En cuanto he escapado de Kleinfeld, he corrido hasta una cabina y finalmente he dado con él. Ha dicho que tenía un casting. He advertido, por el tono de su voz, que no quería que pasara a verle, pero he insistido tanto que al final ha cedido. Tal vez me ha notado en la voz que me hallaba en uno de esos estados de nada-conseguirá-detenerme.
Ni siquiera el metro.
El tren frena con un chirrido justo en la entrada de la estación Cincuenta y nueve. Cruzo los vagones como una flecha hasta llegar al primero, vuelvo a hacer esa cosa peligrosa y salto del tren al andén. Subo corriendo las escaleras mecánicas y llego a Sutton Place sudando como una loca dentro del vinilo blanco.
Pillo a Bernard frente a su edificio, parando un taxi. Aparezco por detrás.
—Llegas tarde —dice agitando las llaves—. Y ahora yo también.
—Te acompaño al teatro. Así podrás decirme lo mucho que te ha gustado mi obra.
—No es el mejor momento, Carrie. Tengo la mente en otra parte. —Es todo profesionalidad. Detesto cuando se pone así.
—Llevo todo el día esperando —suplico—. Me estoy volviendo loca. Tienes que decirme qué te ha parecido.

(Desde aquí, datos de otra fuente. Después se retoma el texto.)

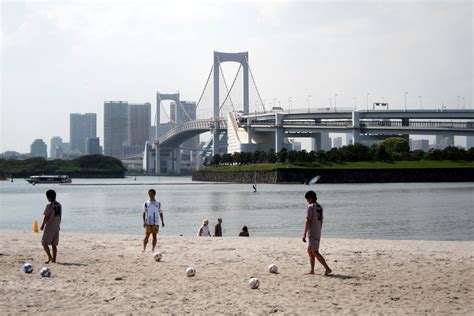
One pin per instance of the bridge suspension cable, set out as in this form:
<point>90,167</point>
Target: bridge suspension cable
<point>226,87</point>
<point>255,84</point>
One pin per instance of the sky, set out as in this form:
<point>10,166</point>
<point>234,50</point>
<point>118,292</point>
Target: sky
<point>62,57</point>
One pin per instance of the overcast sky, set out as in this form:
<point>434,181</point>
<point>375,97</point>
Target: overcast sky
<point>60,57</point>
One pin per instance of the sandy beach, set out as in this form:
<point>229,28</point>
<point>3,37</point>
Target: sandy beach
<point>110,274</point>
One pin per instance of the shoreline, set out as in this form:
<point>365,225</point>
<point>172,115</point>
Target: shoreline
<point>109,274</point>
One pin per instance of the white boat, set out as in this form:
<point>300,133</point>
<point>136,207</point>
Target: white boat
<point>49,179</point>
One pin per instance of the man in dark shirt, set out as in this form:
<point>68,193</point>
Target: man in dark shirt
<point>218,228</point>
<point>50,226</point>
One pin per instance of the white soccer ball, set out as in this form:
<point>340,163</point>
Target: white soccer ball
<point>272,268</point>
<point>45,272</point>
<point>157,256</point>
<point>190,271</point>
<point>27,268</point>
<point>254,283</point>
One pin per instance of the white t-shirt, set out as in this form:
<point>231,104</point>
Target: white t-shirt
<point>152,211</point>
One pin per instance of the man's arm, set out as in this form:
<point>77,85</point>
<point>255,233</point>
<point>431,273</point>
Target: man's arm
<point>162,220</point>
<point>45,217</point>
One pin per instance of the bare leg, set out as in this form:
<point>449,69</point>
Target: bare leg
<point>50,258</point>
<point>55,252</point>
<point>154,242</point>
<point>311,261</point>
<point>145,241</point>
<point>323,262</point>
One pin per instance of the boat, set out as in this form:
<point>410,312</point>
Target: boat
<point>49,179</point>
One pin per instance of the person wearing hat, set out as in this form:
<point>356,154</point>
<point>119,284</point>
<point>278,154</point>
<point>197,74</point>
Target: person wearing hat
<point>204,229</point>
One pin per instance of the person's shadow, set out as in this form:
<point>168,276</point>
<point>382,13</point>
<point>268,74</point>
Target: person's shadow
<point>340,276</point>
<point>72,264</point>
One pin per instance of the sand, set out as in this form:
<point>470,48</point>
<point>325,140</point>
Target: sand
<point>110,274</point>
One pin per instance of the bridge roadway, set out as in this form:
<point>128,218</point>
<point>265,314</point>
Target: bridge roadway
<point>299,124</point>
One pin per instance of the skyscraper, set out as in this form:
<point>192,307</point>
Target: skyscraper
<point>39,149</point>
<point>81,127</point>
<point>115,127</point>
<point>93,146</point>
<point>55,143</point>
<point>139,122</point>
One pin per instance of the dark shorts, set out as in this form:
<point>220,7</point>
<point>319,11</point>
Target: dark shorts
<point>50,238</point>
<point>313,244</point>
<point>152,229</point>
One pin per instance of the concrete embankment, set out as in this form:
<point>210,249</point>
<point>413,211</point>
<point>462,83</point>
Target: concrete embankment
<point>339,175</point>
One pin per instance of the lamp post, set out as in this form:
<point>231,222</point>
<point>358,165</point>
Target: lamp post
<point>406,93</point>
<point>368,101</point>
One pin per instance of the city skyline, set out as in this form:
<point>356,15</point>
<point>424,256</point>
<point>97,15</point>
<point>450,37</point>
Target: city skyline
<point>415,47</point>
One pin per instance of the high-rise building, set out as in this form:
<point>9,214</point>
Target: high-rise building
<point>81,127</point>
<point>419,144</point>
<point>115,127</point>
<point>55,143</point>
<point>337,142</point>
<point>182,114</point>
<point>469,142</point>
<point>93,146</point>
<point>39,149</point>
<point>139,122</point>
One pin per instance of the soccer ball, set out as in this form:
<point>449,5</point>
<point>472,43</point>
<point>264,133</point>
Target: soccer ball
<point>272,268</point>
<point>45,272</point>
<point>157,256</point>
<point>190,271</point>
<point>254,283</point>
<point>27,268</point>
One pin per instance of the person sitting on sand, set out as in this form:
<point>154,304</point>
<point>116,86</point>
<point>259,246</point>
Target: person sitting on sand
<point>218,228</point>
<point>50,225</point>
<point>312,228</point>
<point>151,212</point>
<point>244,232</point>
<point>204,229</point>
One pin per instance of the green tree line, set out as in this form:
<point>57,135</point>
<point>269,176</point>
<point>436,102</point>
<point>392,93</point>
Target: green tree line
<point>390,149</point>
<point>84,166</point>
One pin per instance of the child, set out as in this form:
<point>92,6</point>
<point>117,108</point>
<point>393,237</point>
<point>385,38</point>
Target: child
<point>50,226</point>
<point>313,226</point>
<point>204,229</point>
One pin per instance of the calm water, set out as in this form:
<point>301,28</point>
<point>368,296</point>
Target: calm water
<point>434,211</point>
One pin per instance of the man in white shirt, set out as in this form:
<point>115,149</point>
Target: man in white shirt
<point>152,213</point>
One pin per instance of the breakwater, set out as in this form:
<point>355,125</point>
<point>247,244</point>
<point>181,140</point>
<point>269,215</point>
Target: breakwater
<point>300,175</point>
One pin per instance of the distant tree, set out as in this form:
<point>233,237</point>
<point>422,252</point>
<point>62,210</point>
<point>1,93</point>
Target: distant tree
<point>282,156</point>
<point>396,147</point>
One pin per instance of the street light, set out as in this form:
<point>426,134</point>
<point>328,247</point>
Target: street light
<point>368,101</point>
<point>406,93</point>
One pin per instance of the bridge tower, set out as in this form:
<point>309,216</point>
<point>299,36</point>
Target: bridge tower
<point>219,57</point>
<point>176,152</point>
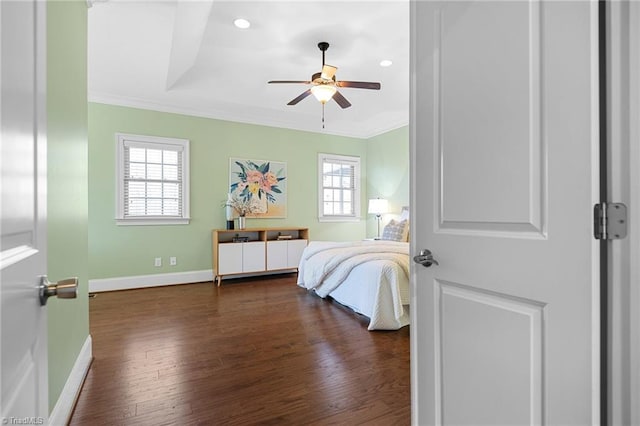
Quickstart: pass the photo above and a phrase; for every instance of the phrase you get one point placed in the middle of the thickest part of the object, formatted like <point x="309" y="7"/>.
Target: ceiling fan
<point x="324" y="85"/>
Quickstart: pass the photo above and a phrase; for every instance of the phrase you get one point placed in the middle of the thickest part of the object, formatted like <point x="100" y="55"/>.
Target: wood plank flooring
<point x="254" y="351"/>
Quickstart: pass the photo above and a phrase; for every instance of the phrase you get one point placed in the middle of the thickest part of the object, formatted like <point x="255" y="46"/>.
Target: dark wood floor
<point x="252" y="351"/>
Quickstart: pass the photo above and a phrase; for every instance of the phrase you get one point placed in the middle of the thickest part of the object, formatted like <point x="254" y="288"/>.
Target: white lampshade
<point x="323" y="92"/>
<point x="378" y="206"/>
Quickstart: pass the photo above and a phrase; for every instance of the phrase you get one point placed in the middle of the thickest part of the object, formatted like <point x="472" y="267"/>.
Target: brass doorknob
<point x="425" y="258"/>
<point x="63" y="289"/>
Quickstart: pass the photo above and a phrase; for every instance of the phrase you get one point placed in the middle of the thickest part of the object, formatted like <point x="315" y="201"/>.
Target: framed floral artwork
<point x="260" y="185"/>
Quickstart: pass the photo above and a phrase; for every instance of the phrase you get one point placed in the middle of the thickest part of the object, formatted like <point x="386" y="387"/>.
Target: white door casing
<point x="23" y="350"/>
<point x="504" y="148"/>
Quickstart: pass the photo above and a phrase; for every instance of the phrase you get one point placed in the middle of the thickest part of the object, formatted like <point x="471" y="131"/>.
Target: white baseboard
<point x="61" y="413"/>
<point x="155" y="280"/>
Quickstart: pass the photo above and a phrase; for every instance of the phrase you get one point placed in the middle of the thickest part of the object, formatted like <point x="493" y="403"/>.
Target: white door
<point x="23" y="209"/>
<point x="504" y="140"/>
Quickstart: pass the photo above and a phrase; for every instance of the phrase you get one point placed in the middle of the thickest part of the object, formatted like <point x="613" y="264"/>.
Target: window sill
<point x="159" y="221"/>
<point x="338" y="219"/>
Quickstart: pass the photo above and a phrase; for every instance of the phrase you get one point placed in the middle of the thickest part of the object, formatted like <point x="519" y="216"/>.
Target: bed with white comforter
<point x="370" y="277"/>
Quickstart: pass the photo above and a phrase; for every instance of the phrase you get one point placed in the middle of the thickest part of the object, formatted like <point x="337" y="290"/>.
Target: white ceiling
<point x="187" y="57"/>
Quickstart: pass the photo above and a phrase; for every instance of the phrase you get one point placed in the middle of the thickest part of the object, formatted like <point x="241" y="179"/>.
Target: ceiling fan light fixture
<point x="323" y="92"/>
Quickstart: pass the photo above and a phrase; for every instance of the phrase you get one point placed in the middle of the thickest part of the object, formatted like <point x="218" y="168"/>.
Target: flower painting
<point x="260" y="183"/>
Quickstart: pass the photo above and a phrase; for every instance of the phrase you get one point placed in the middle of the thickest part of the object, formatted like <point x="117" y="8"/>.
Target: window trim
<point x="160" y="143"/>
<point x="322" y="157"/>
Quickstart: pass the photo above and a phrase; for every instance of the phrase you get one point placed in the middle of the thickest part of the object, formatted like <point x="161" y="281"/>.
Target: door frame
<point x="623" y="174"/>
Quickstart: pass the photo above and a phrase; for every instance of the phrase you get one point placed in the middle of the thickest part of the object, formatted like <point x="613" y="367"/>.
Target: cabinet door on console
<point x="277" y="254"/>
<point x="229" y="258"/>
<point x="253" y="257"/>
<point x="294" y="252"/>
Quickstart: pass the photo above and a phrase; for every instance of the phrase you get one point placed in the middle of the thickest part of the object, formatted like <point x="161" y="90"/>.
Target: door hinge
<point x="609" y="221"/>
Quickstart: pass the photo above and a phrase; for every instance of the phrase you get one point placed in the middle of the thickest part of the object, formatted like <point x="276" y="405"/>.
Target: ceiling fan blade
<point x="301" y="97"/>
<point x="341" y="100"/>
<point x="328" y="71"/>
<point x="288" y="82"/>
<point x="359" y="84"/>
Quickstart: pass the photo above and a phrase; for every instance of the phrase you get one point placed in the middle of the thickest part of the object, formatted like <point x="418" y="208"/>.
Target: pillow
<point x="395" y="231"/>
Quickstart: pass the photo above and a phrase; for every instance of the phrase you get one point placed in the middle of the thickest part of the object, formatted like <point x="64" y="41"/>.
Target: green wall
<point x="67" y="205"/>
<point x="117" y="251"/>
<point x="388" y="172"/>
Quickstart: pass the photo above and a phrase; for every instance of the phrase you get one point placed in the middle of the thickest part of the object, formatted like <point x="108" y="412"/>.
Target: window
<point x="153" y="180"/>
<point x="339" y="188"/>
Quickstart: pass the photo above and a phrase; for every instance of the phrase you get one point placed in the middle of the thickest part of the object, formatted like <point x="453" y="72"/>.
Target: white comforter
<point x="325" y="266"/>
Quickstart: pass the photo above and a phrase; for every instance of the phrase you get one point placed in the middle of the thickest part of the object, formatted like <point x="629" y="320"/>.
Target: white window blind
<point x="339" y="187"/>
<point x="153" y="181"/>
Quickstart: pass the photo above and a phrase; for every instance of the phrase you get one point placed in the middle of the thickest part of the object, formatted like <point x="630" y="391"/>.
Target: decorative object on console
<point x="229" y="211"/>
<point x="378" y="207"/>
<point x="261" y="185"/>
<point x="242" y="222"/>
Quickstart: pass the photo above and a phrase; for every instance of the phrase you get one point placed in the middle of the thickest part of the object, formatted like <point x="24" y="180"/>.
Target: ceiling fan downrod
<point x="323" y="46"/>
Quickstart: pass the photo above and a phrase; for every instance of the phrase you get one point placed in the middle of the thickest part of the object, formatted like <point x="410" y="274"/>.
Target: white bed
<point x="370" y="277"/>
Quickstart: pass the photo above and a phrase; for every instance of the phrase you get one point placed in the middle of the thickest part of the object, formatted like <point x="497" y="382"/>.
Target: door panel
<point x="496" y="130"/>
<point x="504" y="143"/>
<point x="484" y="336"/>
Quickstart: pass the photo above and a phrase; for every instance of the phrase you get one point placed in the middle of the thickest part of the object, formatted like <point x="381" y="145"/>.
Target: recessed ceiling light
<point x="242" y="23"/>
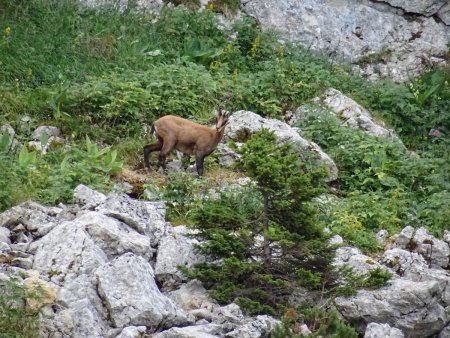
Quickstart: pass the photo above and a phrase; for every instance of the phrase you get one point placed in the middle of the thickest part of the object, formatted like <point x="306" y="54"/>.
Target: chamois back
<point x="190" y="138"/>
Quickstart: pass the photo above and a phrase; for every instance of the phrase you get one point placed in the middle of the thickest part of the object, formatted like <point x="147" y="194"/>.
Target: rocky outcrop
<point x="416" y="298"/>
<point x="354" y="115"/>
<point x="242" y="124"/>
<point x="98" y="265"/>
<point x="375" y="330"/>
<point x="377" y="34"/>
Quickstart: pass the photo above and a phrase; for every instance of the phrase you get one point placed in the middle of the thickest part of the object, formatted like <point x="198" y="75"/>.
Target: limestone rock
<point x="175" y="249"/>
<point x="132" y="332"/>
<point x="353" y="258"/>
<point x="36" y="219"/>
<point x="413" y="307"/>
<point x="46" y="293"/>
<point x="242" y="124"/>
<point x="132" y="297"/>
<point x="113" y="236"/>
<point x="375" y="330"/>
<point x="425" y="7"/>
<point x="86" y="197"/>
<point x="197" y="331"/>
<point x="394" y="45"/>
<point x="435" y="251"/>
<point x="444" y="14"/>
<point x="413" y="267"/>
<point x="145" y="217"/>
<point x="354" y="115"/>
<point x="260" y="327"/>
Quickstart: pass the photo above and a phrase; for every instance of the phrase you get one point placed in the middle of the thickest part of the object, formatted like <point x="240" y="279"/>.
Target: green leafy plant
<point x="258" y="243"/>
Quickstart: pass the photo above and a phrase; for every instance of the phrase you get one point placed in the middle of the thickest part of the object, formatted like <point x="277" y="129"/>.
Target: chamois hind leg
<point x="199" y="164"/>
<point x="165" y="150"/>
<point x="150" y="148"/>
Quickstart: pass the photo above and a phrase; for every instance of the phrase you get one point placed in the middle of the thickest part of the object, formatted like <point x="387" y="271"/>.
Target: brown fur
<point x="190" y="138"/>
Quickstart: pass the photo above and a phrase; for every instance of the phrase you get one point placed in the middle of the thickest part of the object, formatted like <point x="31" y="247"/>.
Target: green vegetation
<point x="16" y="319"/>
<point x="266" y="247"/>
<point x="101" y="75"/>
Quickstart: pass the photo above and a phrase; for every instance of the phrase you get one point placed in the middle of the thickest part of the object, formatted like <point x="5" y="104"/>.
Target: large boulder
<point x="375" y="330"/>
<point x="65" y="253"/>
<point x="145" y="217"/>
<point x="412" y="306"/>
<point x="132" y="297"/>
<point x="412" y="266"/>
<point x="425" y="7"/>
<point x="175" y="249"/>
<point x="354" y="115"/>
<point x="434" y="250"/>
<point x="394" y="45"/>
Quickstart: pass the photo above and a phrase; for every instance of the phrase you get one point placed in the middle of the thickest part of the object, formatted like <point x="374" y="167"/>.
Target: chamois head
<point x="190" y="138"/>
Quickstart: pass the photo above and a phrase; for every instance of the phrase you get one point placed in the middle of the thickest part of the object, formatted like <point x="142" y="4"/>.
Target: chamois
<point x="190" y="138"/>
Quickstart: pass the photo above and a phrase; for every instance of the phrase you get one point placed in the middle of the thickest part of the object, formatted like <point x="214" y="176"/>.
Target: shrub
<point x="269" y="244"/>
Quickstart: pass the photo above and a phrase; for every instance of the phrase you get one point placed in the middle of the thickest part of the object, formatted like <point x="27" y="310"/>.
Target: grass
<point x="106" y="75"/>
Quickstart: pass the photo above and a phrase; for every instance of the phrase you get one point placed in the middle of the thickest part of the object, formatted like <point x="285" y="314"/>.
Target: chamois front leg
<point x="165" y="150"/>
<point x="199" y="159"/>
<point x="148" y="149"/>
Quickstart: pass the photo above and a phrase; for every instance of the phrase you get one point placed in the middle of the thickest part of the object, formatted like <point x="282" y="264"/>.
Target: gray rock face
<point x="353" y="258"/>
<point x="114" y="237"/>
<point x="65" y="253"/>
<point x="132" y="332"/>
<point x="145" y="217"/>
<point x="197" y="331"/>
<point x="13" y="144"/>
<point x="444" y="14"/>
<point x="425" y="7"/>
<point x="375" y="330"/>
<point x="435" y="251"/>
<point x="413" y="307"/>
<point x="354" y="115"/>
<point x="97" y="257"/>
<point x="49" y="130"/>
<point x="260" y="327"/>
<point x="37" y="219"/>
<point x="175" y="249"/>
<point x="413" y="267"/>
<point x="127" y="286"/>
<point x="87" y="198"/>
<point x="354" y="30"/>
<point x="52" y="133"/>
<point x="242" y="124"/>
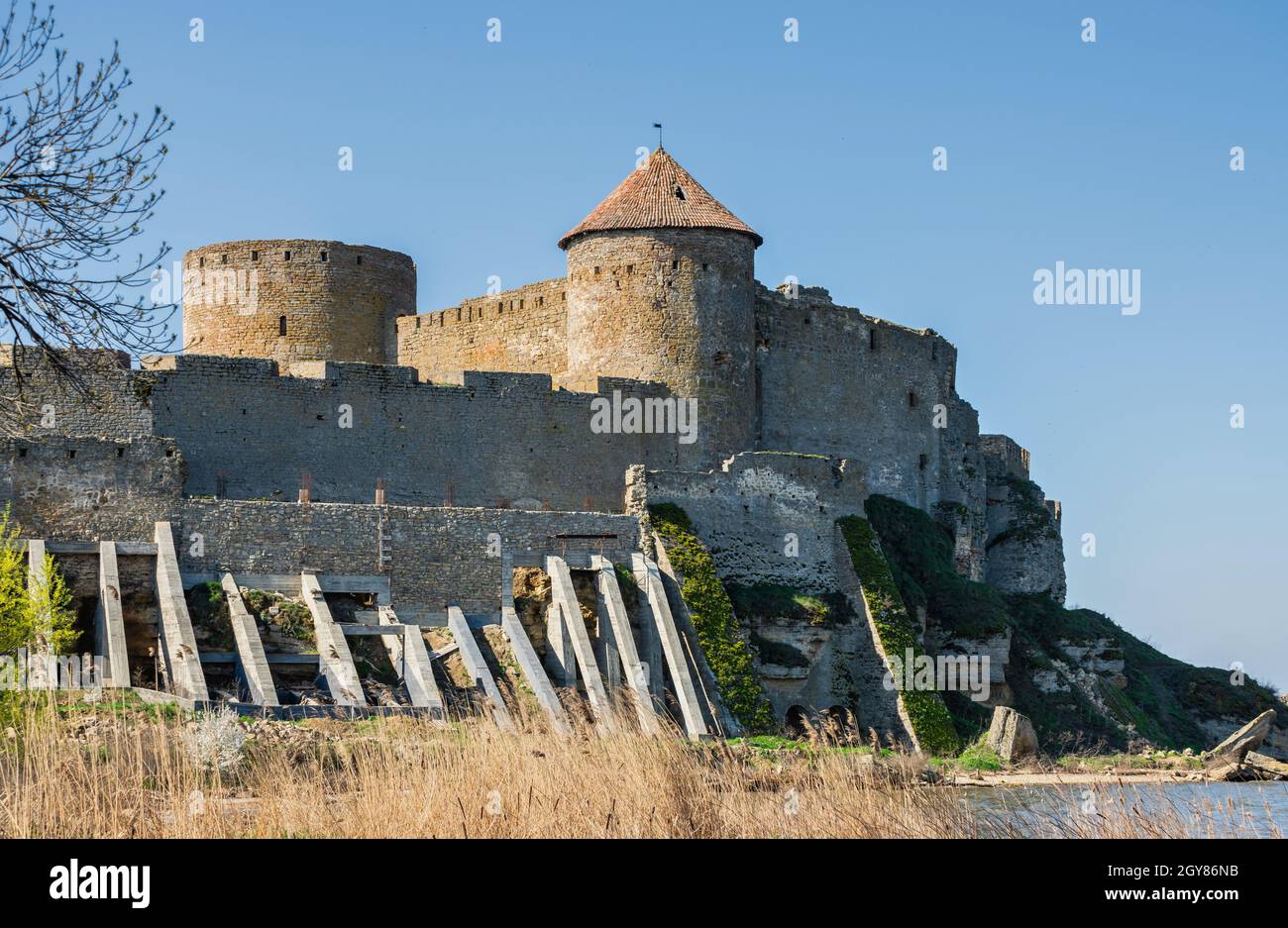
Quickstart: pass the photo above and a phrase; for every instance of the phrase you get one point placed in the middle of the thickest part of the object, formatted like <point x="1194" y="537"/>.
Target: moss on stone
<point x="728" y="656"/>
<point x="926" y="711"/>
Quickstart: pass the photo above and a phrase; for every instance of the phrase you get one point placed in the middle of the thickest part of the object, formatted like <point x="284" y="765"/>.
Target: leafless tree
<point x="77" y="181"/>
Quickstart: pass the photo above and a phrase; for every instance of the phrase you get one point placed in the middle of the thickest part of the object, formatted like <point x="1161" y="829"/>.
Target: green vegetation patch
<point x="290" y="618"/>
<point x="926" y="711"/>
<point x="1160" y="703"/>
<point x="921" y="559"/>
<point x="772" y="601"/>
<point x="712" y="615"/>
<point x="207" y="608"/>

No sé por qué estoy tan alterada. Quizá sea porque vengo de Kleinfeld. Quizá sea porque Samantha no ha hecho acto de presencia. O quizá sea porque no quiero tener que casarme algún día con un hombre como Charlie y tener una suegra como Glenn. Lo que quiere decir que debo triunfar en otra cosa.
Bernard hace una mueca.
—Oh, Dios, no te ha gustado. —Noto que me empiezan a flaquearme las rodillas.
—Tranquilízate, criatura —dice, instándome a entrar en el taxi.
Me instalo a su lado como un pájaro a punto de levantar el vuelo. Juro que veo una expresión de lástima en su rostro, pero enseguida desaparece y me digo que debo de haberla imaginado.
Sonríe y me da unas palmaditas en la pierna.
—Es buena, Carrie.
—¿Buena o muy buena?
Se remueve en su asiento.
—Muy buena.
—¿Lo dices en serio? ¿No me estás tomando el pelo?
—He dicho que es muy buena, ¿no?
—Vuelve a decirlo. Por favor.
—Es muy buena. —Sonríe.
—¡Yupiii! —grito.
—Y ahora, ¿puedo irme a mi casting? —pregunta sacando el manuscrito de su cartera y tendiéndomelo.
Me doy cuenta de que le estoy estrujando el brazo como consecuencia del miedo.
—Ve, eres libre.
—Bien. —Se inclina para darme un beso fugaz, pero le cojo la cara entre las manos y le beso apasionadamente.
—Porque te haya gustado mi obra de teatro.
—Ya veo que tendrán que gustarme tus obras más a menudo —bromea cuando baja del taxi.
—Oh, te gustarán —digo desde la ventanilla.
Bernard entra en el teatro, y yo recuesto la cabeza en el asiento, presa de un gran alivio. Me pregunto por qué estaba tan nerviosa. Y de pronto lo entiendo: si a Bernard no le gustara mi obra, si no le gustara cómo escribo, ¿me seguiría gustando él a mí?
Por suerte, es una pregunta que no necesito responder.